Last year I started showing my palomino mare under saddle and we didn't blanket very much because we groom 3x more than If she wasn't being shown. I've been using White N' Bright and Its not working very well, I was told by somebody that boarded at a barn we were showing at that had 2 palomino geldings to use it. It pretty much takes the majority of the stain out but you can still see a 'spot' on her coat. Like a shade or two darker then her actual coat color. I was wondering If anybody knew of a brand of shampoo that works well on light coated horses. I don't want her to spend 3/4 of the show season with a sheet on. But no matter what mud tends to stick like glue to her, I haven't shown a white/palomino horse in years and I can't even begin to remember what I use to use. It seems like everybody keeps giving me sprays and color enhancers, I just mostly want a stain remover that won't affect the coloring of her coat. Somebody told me Quic Silver but other people say it changes the color of the coat, specially If there left In sun light??


----------



## toosleepy (Jan 14, 2009)

i love quick silver shampoo and its never changed the color of my horse's legs. my friend has a very loud tobiano black and white gelding, she uses that also and has never had a color issue. the only other thing i'd recommend is the vetrolin blueing shampoo and green spot remover. i've had excellent results with both.


----------



## StormyBlues (Dec 31, 2008)

*I LOVE LOVE LOVE LOVE my Quic Silver!
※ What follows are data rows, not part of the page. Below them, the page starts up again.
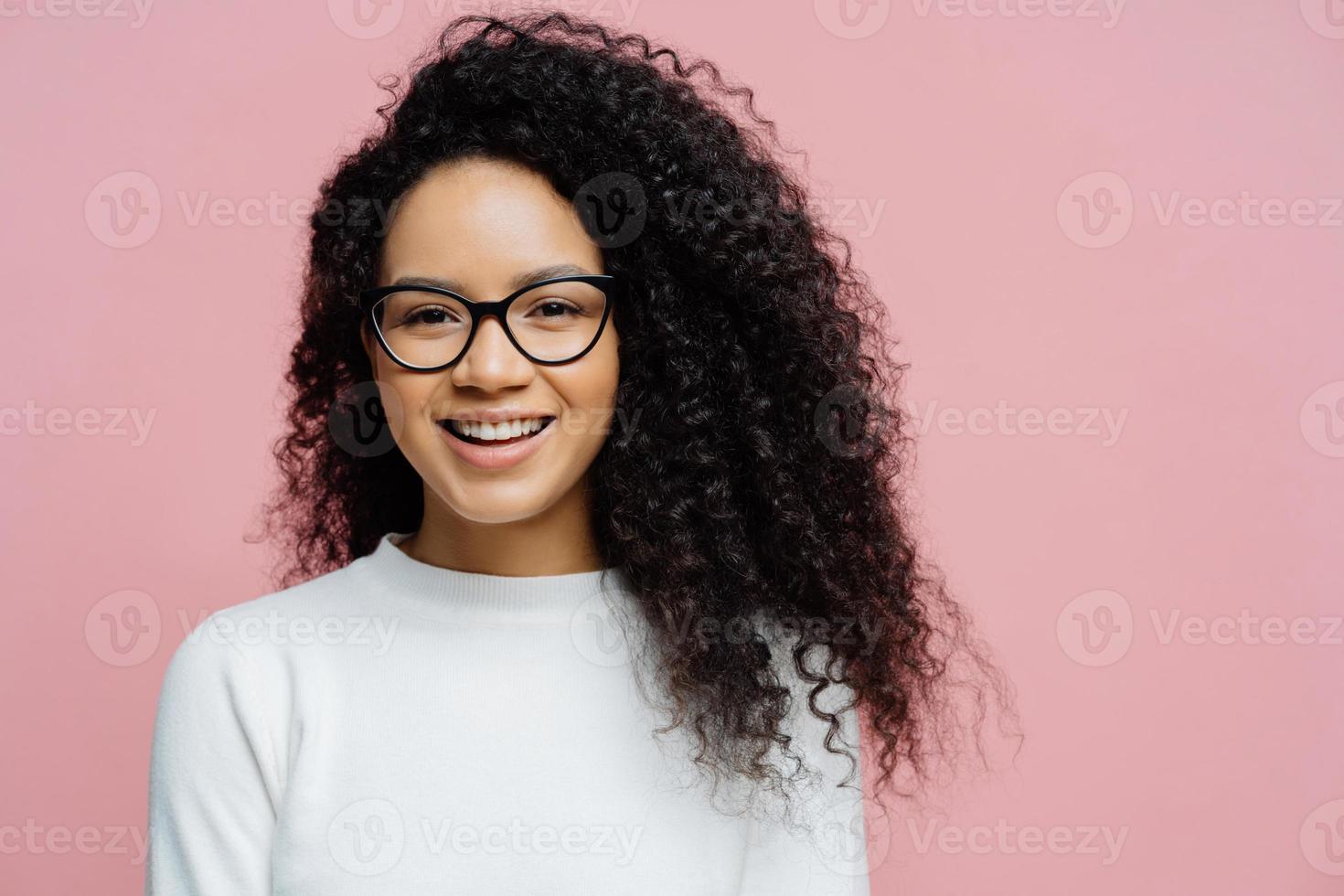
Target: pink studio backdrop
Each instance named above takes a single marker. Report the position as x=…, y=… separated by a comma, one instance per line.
x=1113, y=243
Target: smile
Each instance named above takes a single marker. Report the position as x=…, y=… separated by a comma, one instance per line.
x=495, y=446
x=494, y=434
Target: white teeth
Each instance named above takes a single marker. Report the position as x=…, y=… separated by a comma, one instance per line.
x=496, y=432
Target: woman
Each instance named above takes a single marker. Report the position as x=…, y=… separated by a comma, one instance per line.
x=597, y=554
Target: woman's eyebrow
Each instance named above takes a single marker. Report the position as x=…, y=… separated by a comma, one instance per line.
x=519, y=283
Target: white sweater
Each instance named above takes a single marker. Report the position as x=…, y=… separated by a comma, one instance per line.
x=394, y=727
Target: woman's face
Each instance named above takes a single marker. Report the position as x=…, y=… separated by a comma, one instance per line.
x=486, y=226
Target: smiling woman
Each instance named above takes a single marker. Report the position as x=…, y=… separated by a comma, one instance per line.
x=636, y=535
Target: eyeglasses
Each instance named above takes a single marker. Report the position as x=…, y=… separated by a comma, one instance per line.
x=551, y=321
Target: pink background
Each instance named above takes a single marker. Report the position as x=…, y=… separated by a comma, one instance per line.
x=972, y=143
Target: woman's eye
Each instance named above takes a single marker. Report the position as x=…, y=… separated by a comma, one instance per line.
x=555, y=309
x=426, y=316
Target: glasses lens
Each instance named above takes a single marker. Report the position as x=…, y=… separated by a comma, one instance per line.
x=422, y=329
x=557, y=321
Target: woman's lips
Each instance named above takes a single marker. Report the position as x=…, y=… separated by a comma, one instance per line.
x=496, y=457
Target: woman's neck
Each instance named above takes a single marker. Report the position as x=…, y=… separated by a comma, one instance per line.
x=555, y=541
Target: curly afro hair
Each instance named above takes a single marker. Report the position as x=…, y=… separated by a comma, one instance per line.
x=766, y=470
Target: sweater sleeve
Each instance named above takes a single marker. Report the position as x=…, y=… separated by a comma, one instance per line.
x=821, y=849
x=212, y=784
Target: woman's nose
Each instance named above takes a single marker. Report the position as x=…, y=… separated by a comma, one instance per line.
x=492, y=360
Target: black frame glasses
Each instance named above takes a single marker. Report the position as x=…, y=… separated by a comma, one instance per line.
x=609, y=283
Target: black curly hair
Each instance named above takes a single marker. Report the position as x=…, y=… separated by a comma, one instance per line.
x=765, y=472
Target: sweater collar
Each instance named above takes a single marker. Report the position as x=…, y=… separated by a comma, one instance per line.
x=504, y=600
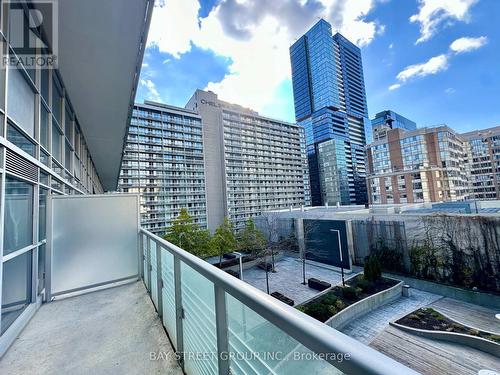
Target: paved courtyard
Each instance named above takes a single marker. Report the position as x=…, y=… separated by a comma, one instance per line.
x=366, y=327
x=288, y=278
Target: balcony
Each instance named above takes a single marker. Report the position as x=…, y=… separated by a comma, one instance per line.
x=171, y=311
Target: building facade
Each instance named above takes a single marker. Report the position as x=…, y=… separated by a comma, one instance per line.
x=61, y=132
x=330, y=103
x=387, y=120
x=163, y=161
x=252, y=163
x=423, y=165
x=484, y=162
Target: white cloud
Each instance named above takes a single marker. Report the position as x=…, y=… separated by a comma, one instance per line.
x=173, y=24
x=465, y=44
x=433, y=13
x=439, y=63
x=153, y=93
x=255, y=35
x=434, y=65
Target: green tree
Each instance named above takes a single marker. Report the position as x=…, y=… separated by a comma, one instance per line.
x=224, y=240
x=188, y=235
x=251, y=239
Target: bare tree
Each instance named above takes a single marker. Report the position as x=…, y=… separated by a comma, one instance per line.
x=272, y=227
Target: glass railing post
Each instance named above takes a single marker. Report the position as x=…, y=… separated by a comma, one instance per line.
x=141, y=255
x=148, y=262
x=159, y=281
x=179, y=311
x=222, y=330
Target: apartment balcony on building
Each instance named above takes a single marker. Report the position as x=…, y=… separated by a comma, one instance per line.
x=120, y=299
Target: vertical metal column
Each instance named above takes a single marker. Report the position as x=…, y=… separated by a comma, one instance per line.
x=222, y=330
x=141, y=256
x=148, y=265
x=159, y=280
x=179, y=310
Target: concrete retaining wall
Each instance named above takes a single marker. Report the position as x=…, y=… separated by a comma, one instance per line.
x=457, y=338
x=362, y=307
x=253, y=263
x=465, y=295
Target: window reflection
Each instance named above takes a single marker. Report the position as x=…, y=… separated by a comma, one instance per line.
x=18, y=231
x=16, y=288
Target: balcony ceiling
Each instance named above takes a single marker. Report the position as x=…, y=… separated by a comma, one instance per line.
x=99, y=55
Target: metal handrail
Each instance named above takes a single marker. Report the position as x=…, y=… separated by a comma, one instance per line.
x=314, y=335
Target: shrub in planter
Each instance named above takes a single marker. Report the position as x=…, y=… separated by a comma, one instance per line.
x=372, y=269
x=365, y=285
x=318, y=311
x=349, y=292
x=333, y=310
x=340, y=305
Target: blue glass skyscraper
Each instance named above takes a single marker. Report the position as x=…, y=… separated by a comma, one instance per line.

I always have a bottle on hand! It has never turned Blue purple, BUT it did turn my hands purple LOL!:lol: great stuff!*


----------



## Sadierebel (Jan 24, 2009)

lol, I normally use gloves so the hand coloring should be a problem. I'll pick up a bottle and give it a try .


----------



## My Beau (Jan 2, 2009)

purple power shampoo is great for white/light colors!


----------



## hrsjmpr32 (Nov 4, 2008)

I actually bought a great shampoo fpr my pal/white paint mare I used to own called rio- vista shampoos for palominos it worked wonderful and she was a very messy horse, but always looked awesome on show days


----------